Page history last edited by Jessica Scott 5 years, 6 months ago

Standard 2: Reading and Writing Process

Students will use a variety of recursive reading and writing processes.

READING: Students will read and comprehend increasingly complex literary and informational texts.
5.2.R.1 Students will create an objective summary, including main idea and supporting details while maintaining meaning and a logical sequence of events.

Student Actions 

Teacher Actions 

  • Students summarize showing no bias, emotion, or opinion.
  • Students include the main idea and supporting details in the summary of a text.
    • Using graphic organizers to take notes will help students identify the main idea and supporting details.
  • Students use order and logical sequences in the summary of a text.
  • Students present summaries in writing or by talking about the text with a peer.  

 

 

  • Teachers model an objective summary making sure not to include the reader’s personal opinions or thoughts and provide multiple opportunities for students to practice with literary and informational texts.
  • Teachers provide and model different strategies for organizing the main idea and supporting details to summarize a text and provide multiple opportunities for students to practice.
    • Examples:
      • Write a summary in exactly 25 words
      • Somebody Wanted But So Then (SWBST) is a guide for students to summarize a fiction story in sequence and including a beginning, middle, and ending.
      • Using a reporter’s formula is one way to write a summary for informational text: Who/What? When? Where? Why? How?
  • Teachers provide and model different strategies for using order and logical sequences in the summary of a text and give multiple opportunities for students to practice.
    • Guide students to brainstorm a list of sequence/order/transition words and display in the classroom or in student notebooks
  • Teachers monitor and provide opportunities for students to receive feedback on their objectivity, use of main idea and details, and on the use of order and logical sequences in the summary of a text.
    • Provide students with a rubric outlining expectations and use give feedback in an objective manner.

Supporting Resources 

Teacher Insights 

Study.com Objective Writing Definition/Examples  (website)

Summarizing Literacy Progression (website)

Summarizing Strategies (website)
  • Summarizing is reducing large selections of text to their base essentials: the gist, the key ideas, the main points that are worth noting and remembering.

  • Summarization of both literary and informational text should be concise, yet they should include the text’s central idea or themes and important details.  Summaries should also be objective, rather than including the reader’s personal opinion or thoughts.

  • Summarizing requires students to determine what is important in what they are reading and to put it into their own words.

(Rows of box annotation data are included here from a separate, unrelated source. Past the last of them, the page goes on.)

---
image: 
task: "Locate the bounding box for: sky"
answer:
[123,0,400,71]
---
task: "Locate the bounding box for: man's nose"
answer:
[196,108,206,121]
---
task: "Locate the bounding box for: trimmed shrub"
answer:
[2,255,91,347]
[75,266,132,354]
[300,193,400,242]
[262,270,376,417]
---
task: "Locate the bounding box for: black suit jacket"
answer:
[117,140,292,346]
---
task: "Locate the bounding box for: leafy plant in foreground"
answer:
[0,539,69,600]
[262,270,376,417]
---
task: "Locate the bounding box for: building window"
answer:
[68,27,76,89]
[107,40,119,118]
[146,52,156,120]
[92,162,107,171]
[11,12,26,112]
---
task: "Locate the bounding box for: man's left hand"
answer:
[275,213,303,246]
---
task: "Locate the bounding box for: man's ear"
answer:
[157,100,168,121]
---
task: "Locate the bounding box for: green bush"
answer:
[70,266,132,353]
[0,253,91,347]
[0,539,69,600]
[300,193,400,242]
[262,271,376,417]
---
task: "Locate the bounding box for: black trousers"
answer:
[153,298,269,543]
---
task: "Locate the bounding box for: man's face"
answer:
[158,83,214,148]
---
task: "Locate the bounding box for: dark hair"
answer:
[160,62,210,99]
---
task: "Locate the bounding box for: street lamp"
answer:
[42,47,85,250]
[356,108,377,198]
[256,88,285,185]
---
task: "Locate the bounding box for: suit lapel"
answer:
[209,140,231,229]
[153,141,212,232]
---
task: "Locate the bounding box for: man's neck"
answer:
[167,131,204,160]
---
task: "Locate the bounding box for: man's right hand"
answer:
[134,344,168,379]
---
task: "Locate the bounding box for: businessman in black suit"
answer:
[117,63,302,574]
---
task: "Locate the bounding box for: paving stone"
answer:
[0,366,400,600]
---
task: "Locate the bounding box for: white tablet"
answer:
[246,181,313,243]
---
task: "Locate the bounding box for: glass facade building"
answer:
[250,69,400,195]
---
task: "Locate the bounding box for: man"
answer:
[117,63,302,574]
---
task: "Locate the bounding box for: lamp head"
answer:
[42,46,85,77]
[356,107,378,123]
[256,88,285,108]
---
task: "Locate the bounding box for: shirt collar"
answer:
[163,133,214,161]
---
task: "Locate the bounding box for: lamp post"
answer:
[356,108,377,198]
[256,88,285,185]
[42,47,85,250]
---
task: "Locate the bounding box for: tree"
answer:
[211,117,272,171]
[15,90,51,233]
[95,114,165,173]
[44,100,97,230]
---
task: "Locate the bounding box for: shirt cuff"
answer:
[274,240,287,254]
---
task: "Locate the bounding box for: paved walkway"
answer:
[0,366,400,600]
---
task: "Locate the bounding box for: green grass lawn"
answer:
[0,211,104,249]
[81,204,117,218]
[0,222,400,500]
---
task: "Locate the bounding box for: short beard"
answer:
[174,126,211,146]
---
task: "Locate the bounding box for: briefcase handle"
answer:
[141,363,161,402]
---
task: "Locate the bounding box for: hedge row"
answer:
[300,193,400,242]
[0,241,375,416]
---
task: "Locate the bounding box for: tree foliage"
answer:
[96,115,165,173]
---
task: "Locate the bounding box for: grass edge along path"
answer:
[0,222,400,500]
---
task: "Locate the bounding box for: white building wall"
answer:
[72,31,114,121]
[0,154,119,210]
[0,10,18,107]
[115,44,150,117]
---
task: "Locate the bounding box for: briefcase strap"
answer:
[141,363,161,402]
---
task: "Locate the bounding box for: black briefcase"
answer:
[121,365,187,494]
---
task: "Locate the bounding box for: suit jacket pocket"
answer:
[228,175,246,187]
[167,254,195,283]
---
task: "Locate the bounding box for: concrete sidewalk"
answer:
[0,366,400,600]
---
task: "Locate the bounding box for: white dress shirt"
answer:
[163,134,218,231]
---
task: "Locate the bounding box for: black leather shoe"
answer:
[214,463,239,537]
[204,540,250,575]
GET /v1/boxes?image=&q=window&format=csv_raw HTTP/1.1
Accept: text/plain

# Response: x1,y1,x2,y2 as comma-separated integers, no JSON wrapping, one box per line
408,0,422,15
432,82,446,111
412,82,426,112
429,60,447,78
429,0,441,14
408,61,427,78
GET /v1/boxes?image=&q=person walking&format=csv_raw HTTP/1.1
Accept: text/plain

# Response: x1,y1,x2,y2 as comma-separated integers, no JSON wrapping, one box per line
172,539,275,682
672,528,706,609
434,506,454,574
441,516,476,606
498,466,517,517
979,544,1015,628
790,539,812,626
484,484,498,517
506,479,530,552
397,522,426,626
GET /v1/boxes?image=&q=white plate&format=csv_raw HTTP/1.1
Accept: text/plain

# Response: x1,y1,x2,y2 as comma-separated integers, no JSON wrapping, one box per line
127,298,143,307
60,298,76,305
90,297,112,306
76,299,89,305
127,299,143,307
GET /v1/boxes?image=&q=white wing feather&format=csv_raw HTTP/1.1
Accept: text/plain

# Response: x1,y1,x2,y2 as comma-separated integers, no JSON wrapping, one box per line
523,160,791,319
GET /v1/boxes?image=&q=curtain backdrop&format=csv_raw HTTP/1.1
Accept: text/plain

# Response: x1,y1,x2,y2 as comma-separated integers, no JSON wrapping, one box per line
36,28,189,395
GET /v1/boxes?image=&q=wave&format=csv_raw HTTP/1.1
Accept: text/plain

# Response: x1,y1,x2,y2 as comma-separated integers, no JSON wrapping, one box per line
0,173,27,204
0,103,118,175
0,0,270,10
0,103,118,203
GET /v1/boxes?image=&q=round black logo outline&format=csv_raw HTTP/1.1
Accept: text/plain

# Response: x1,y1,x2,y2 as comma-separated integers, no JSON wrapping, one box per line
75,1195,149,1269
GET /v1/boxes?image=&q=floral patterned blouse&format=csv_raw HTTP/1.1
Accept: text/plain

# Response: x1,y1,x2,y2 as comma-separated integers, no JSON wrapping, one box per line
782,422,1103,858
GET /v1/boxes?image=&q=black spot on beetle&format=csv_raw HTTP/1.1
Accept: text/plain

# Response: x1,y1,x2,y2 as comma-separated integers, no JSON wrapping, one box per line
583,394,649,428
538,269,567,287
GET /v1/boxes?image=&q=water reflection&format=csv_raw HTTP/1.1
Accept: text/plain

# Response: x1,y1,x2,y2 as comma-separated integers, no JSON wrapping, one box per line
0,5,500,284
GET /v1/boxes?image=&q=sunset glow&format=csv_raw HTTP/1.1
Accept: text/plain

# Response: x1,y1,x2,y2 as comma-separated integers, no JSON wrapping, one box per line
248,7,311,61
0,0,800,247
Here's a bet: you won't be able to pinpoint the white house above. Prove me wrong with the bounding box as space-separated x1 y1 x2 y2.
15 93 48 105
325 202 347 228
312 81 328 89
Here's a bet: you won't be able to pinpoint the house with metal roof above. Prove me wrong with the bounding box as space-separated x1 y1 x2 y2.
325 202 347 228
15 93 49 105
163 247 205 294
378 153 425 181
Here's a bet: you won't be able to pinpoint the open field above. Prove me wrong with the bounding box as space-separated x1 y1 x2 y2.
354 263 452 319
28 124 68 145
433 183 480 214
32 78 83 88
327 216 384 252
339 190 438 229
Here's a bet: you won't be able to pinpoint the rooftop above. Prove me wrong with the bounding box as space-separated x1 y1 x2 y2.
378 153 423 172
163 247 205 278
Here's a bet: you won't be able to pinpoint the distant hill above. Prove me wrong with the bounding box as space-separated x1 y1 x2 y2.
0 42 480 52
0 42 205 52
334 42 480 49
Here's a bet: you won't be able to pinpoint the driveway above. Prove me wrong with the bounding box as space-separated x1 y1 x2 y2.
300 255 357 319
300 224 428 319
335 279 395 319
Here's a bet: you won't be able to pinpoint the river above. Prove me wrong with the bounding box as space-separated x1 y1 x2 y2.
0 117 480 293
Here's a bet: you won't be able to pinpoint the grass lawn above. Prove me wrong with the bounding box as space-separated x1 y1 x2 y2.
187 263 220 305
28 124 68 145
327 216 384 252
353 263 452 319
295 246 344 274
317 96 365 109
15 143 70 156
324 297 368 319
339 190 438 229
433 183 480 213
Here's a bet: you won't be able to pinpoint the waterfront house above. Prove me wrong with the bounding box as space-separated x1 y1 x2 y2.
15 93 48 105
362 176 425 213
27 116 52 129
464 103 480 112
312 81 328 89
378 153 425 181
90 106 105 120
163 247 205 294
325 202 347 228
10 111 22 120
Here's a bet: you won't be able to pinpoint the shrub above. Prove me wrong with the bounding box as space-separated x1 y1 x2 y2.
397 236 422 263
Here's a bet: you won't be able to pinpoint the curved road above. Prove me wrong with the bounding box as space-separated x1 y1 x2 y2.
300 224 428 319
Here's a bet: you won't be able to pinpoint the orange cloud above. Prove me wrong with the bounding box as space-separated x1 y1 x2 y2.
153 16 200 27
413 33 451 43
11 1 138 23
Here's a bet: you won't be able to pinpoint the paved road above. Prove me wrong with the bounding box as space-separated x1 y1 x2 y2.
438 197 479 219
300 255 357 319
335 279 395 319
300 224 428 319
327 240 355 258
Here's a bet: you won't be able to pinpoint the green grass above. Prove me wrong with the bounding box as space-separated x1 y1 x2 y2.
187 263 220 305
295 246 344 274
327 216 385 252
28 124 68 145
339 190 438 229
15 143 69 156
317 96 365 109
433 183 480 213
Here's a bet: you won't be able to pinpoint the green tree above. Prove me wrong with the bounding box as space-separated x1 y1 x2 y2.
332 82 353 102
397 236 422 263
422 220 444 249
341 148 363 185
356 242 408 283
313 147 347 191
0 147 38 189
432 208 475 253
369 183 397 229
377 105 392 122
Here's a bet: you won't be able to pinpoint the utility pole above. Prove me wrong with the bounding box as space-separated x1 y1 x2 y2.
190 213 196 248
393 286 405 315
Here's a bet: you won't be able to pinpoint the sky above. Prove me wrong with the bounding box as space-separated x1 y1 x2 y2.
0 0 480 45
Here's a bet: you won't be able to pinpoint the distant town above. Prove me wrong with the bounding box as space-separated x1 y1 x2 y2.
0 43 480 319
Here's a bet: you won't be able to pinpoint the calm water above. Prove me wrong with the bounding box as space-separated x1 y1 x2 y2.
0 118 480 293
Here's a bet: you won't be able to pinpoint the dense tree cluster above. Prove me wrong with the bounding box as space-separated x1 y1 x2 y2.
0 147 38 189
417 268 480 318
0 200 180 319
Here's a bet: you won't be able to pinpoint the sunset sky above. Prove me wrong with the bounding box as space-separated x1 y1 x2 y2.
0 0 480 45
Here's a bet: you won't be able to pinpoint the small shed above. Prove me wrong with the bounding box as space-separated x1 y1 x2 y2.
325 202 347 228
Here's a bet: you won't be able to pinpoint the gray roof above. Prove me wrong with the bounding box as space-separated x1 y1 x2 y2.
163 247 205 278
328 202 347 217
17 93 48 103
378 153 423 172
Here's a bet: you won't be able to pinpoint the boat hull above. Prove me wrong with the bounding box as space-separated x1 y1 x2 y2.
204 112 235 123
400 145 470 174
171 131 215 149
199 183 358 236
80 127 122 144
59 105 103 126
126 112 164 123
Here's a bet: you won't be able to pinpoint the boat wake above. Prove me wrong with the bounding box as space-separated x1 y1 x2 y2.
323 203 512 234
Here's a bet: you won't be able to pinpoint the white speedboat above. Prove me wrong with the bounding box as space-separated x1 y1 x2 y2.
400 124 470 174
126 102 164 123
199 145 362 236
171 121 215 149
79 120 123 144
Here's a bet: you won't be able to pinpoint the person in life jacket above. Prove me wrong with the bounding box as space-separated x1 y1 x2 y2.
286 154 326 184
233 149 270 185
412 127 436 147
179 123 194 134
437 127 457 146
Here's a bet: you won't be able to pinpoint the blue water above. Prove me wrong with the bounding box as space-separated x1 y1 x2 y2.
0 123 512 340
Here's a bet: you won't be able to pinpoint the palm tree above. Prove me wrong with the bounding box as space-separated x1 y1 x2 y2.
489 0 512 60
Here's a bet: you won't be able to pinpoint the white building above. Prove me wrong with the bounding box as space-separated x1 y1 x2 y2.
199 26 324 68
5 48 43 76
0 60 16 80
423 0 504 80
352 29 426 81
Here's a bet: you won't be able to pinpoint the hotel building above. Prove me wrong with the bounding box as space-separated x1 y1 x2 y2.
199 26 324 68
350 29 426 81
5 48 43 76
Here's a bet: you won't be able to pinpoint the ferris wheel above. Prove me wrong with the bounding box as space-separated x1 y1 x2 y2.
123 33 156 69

Instruction in summarizing helps students:

    • Identify or generate main ideas

    • Connect the main or central ideas

    • Eliminate unnecessary information

    • Remember what they read

  • Students can write summaries in reading notebooks or deliver summaries verbally to peer.

  • A good objective summary:

    • Begins with a topic sentence that identifies the main idea

    • Contains facts that support the topic sentence

    • May use transitions

    • Uses a formal tone

    • Avoids expressing personal opinion

  • When students give a summary of an informational text, they should state the main idea, then the supporting details in order of how they were presented in the text. The informational text should have been written in a logical sequence, so it is safe to use this order.

Due to recursive nature of the standards, it is essential that teachers are aware of how all objectives within and between strands work together for optimal instruction.